New Zealand's Ambassador to Indonesia, David Taylor, today officially opened the geothermal course entitled Geothermal Energy Development, where Science and Engineering Meet in KPTU Faculty of Engineering, UGM. This geothermal course aims to improve geothermal human resource capabilities to support the government in accelerating the increase of geothermal power plants up to 6000 MWe by the year 2020.
According to Dean of UGM Faculty of Engineering, Dr Tumiran, the geothermal course was held through cooperation with two major institutions from New Zealand which are strong in geothermal education and research, i.e., GNS Science and the University of Auckland. This course is also conducted to continue the long tradition of mutually beneficial cooperation between Indonesia and New Zealand in education, research and geothermal business," he said in his speech at the KPTU Faculty of Engineering, Monday (12/7).
Tumiran added that the geothermal course is quite important remembering that up to now Indonesia's largest energy comes from fossil energy while until the year 2018, primary energy, particularly for electricity generation, still depends on fossil energy. On the other hand, Indonesia is considered to have potential geothermal energy sources up to 27176 MWe. Unfortunately, this huge amount of energy is not yet used optimally."The Indonesian geothermal energy source is actually quite potential to be developed. Unfortunately, this is still not used optimally due to constraints in technology," he said.

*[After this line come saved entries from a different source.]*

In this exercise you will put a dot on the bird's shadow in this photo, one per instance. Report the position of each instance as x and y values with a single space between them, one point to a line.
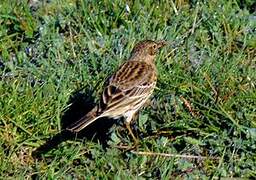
80 104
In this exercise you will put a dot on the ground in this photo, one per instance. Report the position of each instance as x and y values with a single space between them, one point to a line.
55 56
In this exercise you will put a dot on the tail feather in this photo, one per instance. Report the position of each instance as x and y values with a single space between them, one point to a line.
84 121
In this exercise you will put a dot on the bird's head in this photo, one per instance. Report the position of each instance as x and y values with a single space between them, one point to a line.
146 50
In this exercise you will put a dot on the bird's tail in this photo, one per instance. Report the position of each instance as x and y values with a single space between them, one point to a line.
84 121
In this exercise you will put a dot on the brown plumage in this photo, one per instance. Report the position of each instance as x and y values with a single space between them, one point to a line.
127 89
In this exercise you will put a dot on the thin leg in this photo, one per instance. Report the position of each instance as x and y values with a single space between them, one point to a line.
128 126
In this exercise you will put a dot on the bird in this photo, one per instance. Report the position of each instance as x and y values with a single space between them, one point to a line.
128 89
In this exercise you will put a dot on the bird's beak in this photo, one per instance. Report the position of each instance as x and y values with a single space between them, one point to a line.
161 43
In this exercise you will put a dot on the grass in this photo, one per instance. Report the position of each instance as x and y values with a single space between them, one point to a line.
55 55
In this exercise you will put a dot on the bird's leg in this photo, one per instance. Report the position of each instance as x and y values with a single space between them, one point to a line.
128 126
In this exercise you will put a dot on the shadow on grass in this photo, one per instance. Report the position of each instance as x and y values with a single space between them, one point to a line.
81 104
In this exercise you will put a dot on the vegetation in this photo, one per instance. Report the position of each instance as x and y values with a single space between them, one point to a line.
55 55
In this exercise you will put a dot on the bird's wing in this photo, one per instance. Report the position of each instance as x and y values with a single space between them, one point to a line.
128 87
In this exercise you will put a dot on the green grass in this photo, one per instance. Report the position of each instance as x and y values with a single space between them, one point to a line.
54 57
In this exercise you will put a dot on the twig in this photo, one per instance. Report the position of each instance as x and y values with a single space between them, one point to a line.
171 155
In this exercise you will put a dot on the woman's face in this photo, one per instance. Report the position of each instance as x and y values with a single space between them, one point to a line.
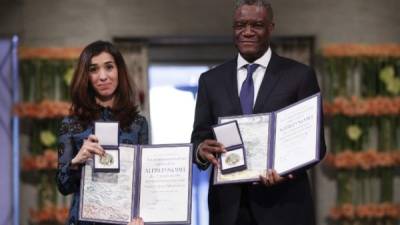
103 74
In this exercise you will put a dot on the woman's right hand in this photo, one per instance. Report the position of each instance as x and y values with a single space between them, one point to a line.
89 147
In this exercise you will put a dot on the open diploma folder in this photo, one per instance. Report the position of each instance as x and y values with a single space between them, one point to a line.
285 140
154 182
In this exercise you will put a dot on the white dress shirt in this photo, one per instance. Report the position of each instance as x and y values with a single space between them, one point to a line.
258 74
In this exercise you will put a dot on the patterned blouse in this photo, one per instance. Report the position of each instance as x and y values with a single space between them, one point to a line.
70 140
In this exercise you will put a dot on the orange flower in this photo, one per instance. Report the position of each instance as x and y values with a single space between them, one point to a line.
348 211
42 110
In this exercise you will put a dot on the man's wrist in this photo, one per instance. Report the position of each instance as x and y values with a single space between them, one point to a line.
199 157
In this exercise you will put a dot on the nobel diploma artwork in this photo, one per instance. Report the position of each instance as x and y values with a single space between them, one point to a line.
285 140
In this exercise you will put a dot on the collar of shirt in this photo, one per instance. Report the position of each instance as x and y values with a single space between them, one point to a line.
258 74
263 61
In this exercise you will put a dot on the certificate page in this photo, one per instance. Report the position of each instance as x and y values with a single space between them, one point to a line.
254 130
165 184
296 135
107 197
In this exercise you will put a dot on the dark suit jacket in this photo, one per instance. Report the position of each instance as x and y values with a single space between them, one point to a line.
285 82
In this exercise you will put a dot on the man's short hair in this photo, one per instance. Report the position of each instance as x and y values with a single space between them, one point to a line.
262 3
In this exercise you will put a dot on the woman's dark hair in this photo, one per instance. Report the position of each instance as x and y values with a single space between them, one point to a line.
84 105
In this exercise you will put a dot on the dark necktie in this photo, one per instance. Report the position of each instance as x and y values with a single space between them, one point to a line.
247 90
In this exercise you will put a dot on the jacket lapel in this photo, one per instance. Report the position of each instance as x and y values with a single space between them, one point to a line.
268 83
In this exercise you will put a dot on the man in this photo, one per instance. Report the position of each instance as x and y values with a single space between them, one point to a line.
228 90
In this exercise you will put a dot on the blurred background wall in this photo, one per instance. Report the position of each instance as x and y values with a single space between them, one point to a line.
75 23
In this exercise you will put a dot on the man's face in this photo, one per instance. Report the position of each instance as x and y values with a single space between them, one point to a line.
252 31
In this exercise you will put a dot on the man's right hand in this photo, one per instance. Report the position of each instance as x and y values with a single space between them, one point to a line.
208 149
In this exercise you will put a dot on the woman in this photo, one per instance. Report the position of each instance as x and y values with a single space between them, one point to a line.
100 91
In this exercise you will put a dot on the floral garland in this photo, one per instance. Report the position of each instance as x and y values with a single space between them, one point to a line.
46 161
49 214
366 211
355 106
42 110
357 50
366 160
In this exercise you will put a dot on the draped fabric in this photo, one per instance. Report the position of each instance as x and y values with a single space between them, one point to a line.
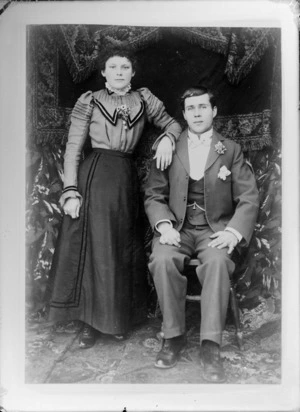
241 64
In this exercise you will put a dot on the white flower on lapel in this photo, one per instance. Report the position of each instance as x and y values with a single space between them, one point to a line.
220 148
223 173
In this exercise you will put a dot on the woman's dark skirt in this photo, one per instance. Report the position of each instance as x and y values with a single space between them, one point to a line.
98 272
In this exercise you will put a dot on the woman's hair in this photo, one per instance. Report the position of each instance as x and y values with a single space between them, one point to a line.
198 91
119 51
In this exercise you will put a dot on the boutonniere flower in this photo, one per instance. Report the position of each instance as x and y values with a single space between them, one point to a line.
220 148
223 173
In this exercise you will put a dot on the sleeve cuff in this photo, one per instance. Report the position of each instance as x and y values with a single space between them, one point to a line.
160 221
158 140
67 194
235 232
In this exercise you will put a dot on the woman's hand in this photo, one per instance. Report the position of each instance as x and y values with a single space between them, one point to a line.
164 153
72 207
169 235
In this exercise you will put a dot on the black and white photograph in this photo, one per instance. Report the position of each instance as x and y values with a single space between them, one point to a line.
150 221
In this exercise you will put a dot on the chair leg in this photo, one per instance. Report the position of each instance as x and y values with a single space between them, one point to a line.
236 315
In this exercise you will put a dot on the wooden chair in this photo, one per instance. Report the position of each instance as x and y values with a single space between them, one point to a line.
191 265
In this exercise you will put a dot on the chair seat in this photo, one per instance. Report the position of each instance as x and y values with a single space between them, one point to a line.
193 263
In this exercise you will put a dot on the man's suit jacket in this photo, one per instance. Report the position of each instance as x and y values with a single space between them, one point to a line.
233 202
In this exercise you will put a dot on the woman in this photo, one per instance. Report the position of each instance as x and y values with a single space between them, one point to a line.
98 267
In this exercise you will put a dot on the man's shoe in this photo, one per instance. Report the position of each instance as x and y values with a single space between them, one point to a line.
213 371
170 352
87 337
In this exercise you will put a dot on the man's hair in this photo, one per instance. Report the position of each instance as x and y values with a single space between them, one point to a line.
198 91
116 51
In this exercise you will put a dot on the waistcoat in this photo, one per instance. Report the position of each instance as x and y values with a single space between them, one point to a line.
195 215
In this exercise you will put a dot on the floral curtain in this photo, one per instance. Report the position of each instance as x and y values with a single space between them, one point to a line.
243 64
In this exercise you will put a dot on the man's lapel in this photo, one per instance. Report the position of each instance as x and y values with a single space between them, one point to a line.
182 150
213 155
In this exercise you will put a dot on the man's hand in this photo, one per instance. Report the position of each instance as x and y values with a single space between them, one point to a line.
169 235
71 207
164 153
224 239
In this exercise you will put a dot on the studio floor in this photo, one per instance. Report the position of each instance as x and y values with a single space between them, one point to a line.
53 355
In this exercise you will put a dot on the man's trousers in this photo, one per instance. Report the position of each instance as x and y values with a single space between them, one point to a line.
166 266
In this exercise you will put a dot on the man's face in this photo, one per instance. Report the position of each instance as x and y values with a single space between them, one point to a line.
199 114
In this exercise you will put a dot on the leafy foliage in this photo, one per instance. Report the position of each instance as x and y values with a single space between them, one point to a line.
258 271
259 267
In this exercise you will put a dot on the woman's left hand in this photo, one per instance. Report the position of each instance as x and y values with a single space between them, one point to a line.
164 153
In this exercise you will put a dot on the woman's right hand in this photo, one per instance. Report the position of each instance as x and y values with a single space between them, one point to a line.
72 207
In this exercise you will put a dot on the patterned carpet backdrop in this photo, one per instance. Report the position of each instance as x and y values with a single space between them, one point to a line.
242 64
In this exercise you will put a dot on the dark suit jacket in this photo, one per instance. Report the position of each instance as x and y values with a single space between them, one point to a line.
233 202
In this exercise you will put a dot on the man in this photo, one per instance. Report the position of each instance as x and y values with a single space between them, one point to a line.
204 204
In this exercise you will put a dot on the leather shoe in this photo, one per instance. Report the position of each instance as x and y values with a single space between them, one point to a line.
169 354
87 337
213 371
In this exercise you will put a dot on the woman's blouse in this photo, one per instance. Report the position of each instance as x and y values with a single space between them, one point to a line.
113 122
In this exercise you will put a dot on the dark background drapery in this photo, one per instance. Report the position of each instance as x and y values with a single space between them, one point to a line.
241 64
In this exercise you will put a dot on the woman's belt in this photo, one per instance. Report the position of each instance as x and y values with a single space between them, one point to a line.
112 152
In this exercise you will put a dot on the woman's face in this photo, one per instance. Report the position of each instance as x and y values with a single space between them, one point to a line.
118 72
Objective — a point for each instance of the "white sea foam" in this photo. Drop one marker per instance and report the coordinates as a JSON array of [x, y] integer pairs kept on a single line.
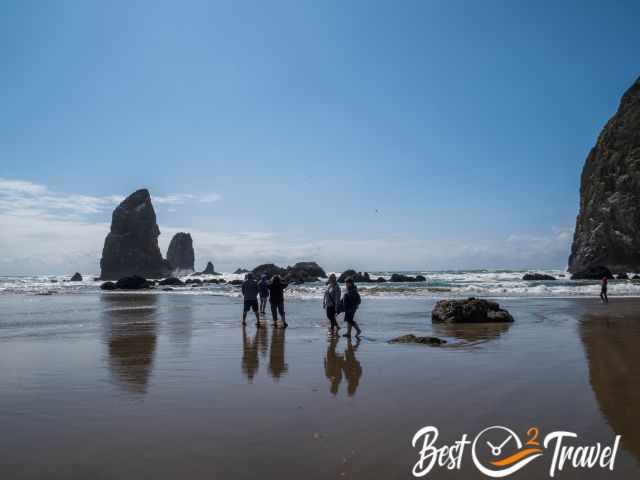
[[481, 283]]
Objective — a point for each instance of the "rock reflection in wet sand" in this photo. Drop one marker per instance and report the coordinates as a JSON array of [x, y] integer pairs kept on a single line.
[[131, 336]]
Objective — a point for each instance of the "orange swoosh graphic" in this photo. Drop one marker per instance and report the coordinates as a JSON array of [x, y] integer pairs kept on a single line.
[[516, 457]]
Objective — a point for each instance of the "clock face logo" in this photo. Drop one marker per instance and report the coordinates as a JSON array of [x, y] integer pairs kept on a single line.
[[498, 451]]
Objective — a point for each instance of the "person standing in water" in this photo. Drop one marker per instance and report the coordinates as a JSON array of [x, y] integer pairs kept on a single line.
[[350, 303], [331, 301], [603, 289], [276, 298], [250, 294], [263, 289]]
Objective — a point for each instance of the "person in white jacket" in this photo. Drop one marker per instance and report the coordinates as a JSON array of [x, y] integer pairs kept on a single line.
[[331, 301]]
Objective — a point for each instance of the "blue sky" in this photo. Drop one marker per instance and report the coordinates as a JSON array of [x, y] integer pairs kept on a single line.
[[275, 130]]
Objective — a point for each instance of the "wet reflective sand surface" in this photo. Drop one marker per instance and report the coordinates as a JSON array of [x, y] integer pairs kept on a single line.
[[161, 386]]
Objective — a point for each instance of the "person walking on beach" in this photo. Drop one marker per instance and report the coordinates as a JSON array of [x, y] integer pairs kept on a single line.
[[263, 290], [250, 294], [276, 298], [603, 289], [331, 301], [350, 303]]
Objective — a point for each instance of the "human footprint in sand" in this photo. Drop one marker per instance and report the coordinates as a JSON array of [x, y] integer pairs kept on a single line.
[[350, 303], [331, 301]]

Meanwhile, Chairman of the geothermal course Organizing Committee, Ir. Pri Utami, M.Sc., added the courses that will be held until July 17 is attended by 60 participants from UGM or outside UGM. In the course two external observers of the New Zealand Embassy and eight internal observers of the Geothermal Study Center will also be present. "The course is given by 9 geothermal experts, five of them are geoscience geothermal expert and four of them are geothermal engineering experts," added Utami.
Other than exercises and discussions, the course is also supplemented with a visit to the Dieng geothermal field in Central Java. In addition to providing lectures, guest lecturers from New Zealand will also visit UGM research facilities and education as well as Geophysical Studies Program in Faculty of Maths and Natural Sciences.
"This event is also to strengthen existing research cooperation and explore new possibilities of cooperation," he said. This geothermal course has been initiated since November last year, preceded by a WCRU program (Faculty Promotion) visit by UGM Geothermal Study Center delegation, led by Dr. Tumiran, to those two institutions in New Zealand. It was continued with the return visit by the GNS Science delegation to UGM in April 2010 and meetings with the dean and academic staff from the School of Engineering the University of Auckland and New Zealand Ambassador at the World Geothermal Congress in Bali from 25-30 April 2010.